When his good friend George Talboys disappears, Robert is determined to find him, and to unearth the truth. His quest reveals a tangled story of lies and deception, crime and intrigue, whose sensational twists turn the conventional picture of Victorian womanhood on its head.
After the The Mill on the Floss I wanted something less intense to read and Lady Audley's Secret proved to be an excellent choice and a wonderfully entertaining mystery. I was surprised at the simplicity of the prose, as compared to other Victorian authors, the story had me hooked from the beginning and it became a real page-turner.

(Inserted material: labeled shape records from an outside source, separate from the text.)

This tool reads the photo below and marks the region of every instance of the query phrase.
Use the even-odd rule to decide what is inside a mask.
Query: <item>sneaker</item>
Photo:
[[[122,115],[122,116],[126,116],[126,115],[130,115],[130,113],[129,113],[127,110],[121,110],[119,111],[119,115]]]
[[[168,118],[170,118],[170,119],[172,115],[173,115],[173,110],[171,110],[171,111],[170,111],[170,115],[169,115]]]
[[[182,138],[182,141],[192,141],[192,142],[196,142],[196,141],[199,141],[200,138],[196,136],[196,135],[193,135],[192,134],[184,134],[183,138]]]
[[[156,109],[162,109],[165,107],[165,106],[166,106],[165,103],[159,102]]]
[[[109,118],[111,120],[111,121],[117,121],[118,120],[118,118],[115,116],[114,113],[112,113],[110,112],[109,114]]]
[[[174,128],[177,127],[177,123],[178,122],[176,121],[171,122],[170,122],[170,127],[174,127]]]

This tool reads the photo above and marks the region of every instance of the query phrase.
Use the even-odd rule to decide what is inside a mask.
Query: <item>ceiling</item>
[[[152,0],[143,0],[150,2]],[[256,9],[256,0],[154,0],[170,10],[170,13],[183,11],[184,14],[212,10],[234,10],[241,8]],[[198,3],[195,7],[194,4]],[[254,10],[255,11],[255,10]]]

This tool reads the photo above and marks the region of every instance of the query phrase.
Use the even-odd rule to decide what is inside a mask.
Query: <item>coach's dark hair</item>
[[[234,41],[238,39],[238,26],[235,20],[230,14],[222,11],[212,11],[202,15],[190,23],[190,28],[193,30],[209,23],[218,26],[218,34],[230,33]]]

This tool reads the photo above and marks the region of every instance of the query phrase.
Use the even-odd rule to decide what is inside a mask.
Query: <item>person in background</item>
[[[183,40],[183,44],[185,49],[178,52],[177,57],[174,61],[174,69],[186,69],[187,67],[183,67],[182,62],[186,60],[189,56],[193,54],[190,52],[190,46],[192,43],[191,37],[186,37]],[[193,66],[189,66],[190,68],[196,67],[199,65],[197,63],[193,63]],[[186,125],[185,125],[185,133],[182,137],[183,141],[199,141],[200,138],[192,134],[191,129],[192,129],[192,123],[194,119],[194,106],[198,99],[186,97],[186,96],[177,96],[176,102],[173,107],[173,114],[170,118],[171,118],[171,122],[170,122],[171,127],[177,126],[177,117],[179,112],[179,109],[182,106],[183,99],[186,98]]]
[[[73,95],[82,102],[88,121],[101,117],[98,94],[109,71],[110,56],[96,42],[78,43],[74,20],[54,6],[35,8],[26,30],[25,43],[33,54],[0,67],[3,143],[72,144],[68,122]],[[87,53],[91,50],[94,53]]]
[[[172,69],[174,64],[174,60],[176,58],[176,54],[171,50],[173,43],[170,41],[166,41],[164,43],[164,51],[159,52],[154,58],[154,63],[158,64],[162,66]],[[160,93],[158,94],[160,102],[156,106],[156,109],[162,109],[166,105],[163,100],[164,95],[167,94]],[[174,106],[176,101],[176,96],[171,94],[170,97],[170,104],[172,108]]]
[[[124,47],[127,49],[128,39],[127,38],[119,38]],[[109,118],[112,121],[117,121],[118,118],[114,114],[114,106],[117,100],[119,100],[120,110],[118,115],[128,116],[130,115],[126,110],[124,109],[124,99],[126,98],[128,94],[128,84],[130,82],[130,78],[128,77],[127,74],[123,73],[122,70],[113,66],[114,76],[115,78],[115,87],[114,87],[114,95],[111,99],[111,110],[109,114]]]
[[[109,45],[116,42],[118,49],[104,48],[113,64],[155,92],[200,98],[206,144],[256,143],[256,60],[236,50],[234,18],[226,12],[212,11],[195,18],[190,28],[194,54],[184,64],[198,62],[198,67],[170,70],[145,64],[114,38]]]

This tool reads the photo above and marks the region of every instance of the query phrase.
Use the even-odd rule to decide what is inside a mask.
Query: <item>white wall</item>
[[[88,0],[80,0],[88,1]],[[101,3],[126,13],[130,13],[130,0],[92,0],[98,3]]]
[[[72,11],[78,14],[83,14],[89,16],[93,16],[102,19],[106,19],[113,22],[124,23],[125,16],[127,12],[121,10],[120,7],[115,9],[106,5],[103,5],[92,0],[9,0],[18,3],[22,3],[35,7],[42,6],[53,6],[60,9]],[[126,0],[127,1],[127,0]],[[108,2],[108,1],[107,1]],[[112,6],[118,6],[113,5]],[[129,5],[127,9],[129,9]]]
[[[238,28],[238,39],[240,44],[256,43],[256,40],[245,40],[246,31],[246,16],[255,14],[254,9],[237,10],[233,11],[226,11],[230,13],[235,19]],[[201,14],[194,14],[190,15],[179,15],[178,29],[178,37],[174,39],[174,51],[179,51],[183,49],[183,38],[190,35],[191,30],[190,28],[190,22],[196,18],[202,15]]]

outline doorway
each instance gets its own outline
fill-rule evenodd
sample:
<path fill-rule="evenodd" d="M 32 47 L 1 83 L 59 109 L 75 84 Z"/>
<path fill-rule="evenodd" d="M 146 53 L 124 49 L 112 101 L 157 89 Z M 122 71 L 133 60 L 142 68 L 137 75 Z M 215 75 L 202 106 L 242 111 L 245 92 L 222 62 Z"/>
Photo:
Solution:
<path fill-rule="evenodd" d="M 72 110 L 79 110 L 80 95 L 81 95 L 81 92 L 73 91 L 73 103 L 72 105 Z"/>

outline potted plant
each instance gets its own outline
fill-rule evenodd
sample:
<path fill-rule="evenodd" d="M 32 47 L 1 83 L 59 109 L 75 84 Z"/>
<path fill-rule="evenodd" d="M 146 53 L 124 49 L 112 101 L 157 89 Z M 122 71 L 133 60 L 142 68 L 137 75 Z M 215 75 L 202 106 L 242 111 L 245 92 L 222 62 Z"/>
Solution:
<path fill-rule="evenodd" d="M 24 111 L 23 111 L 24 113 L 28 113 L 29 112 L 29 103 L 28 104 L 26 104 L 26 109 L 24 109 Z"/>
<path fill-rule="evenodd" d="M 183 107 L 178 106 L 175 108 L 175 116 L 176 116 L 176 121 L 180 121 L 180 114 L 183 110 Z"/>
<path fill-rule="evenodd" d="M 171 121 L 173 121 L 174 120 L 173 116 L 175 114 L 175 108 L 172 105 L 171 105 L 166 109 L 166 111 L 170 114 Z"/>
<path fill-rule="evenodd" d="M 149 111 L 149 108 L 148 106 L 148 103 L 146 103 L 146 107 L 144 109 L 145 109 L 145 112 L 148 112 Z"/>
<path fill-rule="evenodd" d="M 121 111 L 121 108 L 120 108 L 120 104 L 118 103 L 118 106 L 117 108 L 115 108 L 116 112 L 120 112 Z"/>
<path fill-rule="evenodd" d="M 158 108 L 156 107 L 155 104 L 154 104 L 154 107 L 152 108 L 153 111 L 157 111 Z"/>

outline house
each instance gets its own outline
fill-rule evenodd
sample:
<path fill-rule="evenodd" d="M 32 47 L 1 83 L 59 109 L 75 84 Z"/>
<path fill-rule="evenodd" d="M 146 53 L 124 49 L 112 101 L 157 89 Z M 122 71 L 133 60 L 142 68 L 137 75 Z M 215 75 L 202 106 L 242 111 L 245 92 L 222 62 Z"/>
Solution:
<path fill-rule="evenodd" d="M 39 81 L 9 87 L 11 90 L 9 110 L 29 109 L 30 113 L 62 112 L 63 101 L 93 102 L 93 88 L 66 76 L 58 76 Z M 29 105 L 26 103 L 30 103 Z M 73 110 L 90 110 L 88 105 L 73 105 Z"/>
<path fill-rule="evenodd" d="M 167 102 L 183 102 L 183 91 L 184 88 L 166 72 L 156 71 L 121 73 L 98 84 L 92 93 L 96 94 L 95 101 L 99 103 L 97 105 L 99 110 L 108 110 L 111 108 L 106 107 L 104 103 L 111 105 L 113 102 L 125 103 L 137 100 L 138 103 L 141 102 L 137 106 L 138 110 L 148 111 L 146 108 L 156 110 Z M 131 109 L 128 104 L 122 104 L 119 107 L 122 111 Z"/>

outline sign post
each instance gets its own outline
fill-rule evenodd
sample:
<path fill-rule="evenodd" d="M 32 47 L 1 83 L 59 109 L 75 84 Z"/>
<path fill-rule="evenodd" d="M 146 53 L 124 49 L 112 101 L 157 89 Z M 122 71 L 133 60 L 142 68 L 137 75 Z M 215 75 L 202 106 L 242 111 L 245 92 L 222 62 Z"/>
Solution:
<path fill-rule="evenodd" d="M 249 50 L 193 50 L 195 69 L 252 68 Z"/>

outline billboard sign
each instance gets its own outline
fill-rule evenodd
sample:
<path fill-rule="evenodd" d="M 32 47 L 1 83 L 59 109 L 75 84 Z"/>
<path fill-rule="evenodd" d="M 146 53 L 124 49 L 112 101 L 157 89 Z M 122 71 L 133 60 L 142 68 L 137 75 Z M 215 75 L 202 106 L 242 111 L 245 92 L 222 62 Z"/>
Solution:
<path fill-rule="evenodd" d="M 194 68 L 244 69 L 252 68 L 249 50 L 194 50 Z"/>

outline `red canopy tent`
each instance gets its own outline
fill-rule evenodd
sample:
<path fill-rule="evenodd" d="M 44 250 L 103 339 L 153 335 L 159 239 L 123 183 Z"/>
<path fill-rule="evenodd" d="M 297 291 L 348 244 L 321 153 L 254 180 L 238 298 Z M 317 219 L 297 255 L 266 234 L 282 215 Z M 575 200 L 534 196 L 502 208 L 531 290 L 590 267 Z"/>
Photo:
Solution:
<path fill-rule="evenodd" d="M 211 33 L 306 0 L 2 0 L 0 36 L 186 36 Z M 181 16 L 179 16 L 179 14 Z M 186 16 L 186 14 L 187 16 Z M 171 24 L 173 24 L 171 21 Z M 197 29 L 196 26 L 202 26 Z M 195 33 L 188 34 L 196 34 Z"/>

|Mary Elizabeth Braddon (1835-1915)|
Mary Elizabeth Braddon was a prolific writer who, despite lamenting in a letter in 1862 that the tastes of her mainly working-class readers tended to " crime, treachery, murder,slow poisoning and general infamy", was realistic enough to give those readers exactly what they wanted and become one of the most popular authors of the 'sensation novels' of the Victorian era.

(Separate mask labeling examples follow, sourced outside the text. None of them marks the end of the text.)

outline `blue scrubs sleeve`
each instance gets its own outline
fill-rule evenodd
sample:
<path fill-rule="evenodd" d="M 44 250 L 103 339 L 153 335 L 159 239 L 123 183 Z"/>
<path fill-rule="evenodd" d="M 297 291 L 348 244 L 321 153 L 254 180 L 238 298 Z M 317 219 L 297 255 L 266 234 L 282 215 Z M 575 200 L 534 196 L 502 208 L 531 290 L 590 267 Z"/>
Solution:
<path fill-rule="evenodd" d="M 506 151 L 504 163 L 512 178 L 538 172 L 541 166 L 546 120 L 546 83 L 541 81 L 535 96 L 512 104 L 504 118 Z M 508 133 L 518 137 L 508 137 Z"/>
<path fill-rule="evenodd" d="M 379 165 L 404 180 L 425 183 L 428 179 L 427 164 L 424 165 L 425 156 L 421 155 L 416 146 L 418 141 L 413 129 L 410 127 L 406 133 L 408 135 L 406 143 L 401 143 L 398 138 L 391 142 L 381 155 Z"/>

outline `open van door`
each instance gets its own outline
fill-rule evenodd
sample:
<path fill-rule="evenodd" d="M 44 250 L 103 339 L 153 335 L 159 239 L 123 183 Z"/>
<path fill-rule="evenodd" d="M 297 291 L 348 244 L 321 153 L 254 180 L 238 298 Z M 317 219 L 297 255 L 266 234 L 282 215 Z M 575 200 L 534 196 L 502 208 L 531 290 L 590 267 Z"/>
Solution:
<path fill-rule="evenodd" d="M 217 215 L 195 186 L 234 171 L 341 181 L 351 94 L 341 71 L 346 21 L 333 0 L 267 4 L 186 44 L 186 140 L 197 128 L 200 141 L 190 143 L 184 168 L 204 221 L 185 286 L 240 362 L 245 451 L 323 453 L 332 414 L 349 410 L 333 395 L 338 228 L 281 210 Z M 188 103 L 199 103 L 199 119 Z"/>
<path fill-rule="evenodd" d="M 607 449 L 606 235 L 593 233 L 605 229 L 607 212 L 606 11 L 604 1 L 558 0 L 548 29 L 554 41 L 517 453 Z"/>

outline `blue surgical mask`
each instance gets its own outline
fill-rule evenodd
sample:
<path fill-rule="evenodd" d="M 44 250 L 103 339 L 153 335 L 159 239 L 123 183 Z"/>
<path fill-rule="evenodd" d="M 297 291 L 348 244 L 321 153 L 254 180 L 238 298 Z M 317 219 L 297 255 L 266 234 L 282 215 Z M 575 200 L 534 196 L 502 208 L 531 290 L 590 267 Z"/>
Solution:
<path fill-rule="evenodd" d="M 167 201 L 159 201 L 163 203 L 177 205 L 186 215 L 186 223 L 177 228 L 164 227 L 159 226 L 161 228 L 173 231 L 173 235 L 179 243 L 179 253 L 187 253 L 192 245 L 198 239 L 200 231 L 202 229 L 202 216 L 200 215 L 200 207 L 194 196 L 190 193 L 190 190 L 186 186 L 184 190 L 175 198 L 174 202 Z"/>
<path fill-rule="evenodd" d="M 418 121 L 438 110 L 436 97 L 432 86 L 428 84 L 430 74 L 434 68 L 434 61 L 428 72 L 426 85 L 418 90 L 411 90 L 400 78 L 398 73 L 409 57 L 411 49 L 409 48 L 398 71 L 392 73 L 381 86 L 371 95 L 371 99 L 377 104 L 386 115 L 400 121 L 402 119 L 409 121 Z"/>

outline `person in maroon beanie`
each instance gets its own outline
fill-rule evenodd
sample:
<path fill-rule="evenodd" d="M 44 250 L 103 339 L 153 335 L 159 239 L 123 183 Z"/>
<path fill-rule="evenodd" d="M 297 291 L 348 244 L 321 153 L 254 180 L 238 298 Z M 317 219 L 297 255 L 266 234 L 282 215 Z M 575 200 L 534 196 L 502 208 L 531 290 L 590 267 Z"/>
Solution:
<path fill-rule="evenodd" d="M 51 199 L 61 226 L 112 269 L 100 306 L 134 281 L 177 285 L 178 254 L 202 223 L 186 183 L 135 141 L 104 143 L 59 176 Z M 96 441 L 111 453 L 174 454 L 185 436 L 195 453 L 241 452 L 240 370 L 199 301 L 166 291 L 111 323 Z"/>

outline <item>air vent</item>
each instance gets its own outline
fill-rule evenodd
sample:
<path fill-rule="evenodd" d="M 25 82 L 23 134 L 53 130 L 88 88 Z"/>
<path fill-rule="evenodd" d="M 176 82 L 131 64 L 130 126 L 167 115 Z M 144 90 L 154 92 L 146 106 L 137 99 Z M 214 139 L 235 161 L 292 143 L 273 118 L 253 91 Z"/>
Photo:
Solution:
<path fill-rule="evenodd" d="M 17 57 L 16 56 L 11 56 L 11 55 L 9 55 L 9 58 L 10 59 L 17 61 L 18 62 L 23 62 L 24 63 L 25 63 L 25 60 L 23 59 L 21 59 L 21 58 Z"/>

In Lady Audley's Secret you will find melodramas involving bigamy and blackmail, missing persons and murderous intentions but what outraged Victorian society the most was the author taking her crime into the heart of the home. The angelically beautiful,gentle and loving Lady Audley appears to be the perfect picture of Victorian womanhood but.....

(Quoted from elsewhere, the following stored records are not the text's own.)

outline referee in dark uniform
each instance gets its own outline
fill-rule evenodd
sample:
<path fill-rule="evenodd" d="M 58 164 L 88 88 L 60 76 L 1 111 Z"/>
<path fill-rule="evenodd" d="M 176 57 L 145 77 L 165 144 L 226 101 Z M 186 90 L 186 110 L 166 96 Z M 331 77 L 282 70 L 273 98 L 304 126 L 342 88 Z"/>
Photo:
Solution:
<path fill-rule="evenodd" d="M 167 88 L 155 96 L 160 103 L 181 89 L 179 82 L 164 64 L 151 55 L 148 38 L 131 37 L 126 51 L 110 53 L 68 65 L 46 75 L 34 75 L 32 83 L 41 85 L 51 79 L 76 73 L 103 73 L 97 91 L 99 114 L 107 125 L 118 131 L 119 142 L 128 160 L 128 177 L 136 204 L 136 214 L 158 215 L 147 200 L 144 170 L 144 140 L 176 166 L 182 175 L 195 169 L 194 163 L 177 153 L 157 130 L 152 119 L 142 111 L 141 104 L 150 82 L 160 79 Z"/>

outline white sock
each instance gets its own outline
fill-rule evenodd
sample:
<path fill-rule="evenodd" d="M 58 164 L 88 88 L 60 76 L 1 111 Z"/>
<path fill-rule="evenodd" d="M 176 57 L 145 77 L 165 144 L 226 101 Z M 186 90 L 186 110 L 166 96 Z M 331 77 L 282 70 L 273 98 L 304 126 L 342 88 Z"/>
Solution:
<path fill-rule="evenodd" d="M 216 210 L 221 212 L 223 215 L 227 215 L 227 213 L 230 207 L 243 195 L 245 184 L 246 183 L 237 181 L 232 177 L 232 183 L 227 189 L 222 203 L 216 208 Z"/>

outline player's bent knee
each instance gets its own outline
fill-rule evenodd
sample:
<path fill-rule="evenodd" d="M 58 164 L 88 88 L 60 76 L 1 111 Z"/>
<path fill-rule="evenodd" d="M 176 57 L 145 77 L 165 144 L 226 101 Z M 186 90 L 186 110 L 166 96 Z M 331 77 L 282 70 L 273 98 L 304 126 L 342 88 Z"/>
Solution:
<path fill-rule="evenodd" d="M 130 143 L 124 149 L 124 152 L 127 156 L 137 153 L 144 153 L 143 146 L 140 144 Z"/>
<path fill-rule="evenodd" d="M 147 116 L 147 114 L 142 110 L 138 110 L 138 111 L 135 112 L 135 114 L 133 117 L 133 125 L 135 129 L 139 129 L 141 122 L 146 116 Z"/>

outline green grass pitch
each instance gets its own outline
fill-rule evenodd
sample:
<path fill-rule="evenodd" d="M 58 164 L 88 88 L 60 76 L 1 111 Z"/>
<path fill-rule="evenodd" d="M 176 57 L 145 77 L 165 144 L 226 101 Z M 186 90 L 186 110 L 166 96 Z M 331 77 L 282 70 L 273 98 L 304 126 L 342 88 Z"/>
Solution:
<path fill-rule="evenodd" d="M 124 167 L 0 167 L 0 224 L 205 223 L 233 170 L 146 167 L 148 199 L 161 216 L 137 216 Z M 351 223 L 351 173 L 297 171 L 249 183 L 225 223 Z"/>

" No one but a pre-Raphaelite would have painted, hair by hair, those feathery masses of ringlets, with every glimmer of gold, and every shadow of brown. No one but a pre-Raphaelite would have so exaggerated every attribute of that delicate face as to give a lurid brightness to the blonde complexion, and a strange sinister light to the deep blue eyes. No one but a pre-Raphaelite could have given to that pretty pouting mouth the hard and almost wicked look it had in the portrait...............for my lady, in his portrait of her, had something as the aspect of a beautiful fiend."There is nothing particularly mysterious about the plot but it's fun to read and there are a few surprises. What I enjoyed most was the detailed, often gothic type, descriptions of people and places which brought both the characters and their environment vividly to life.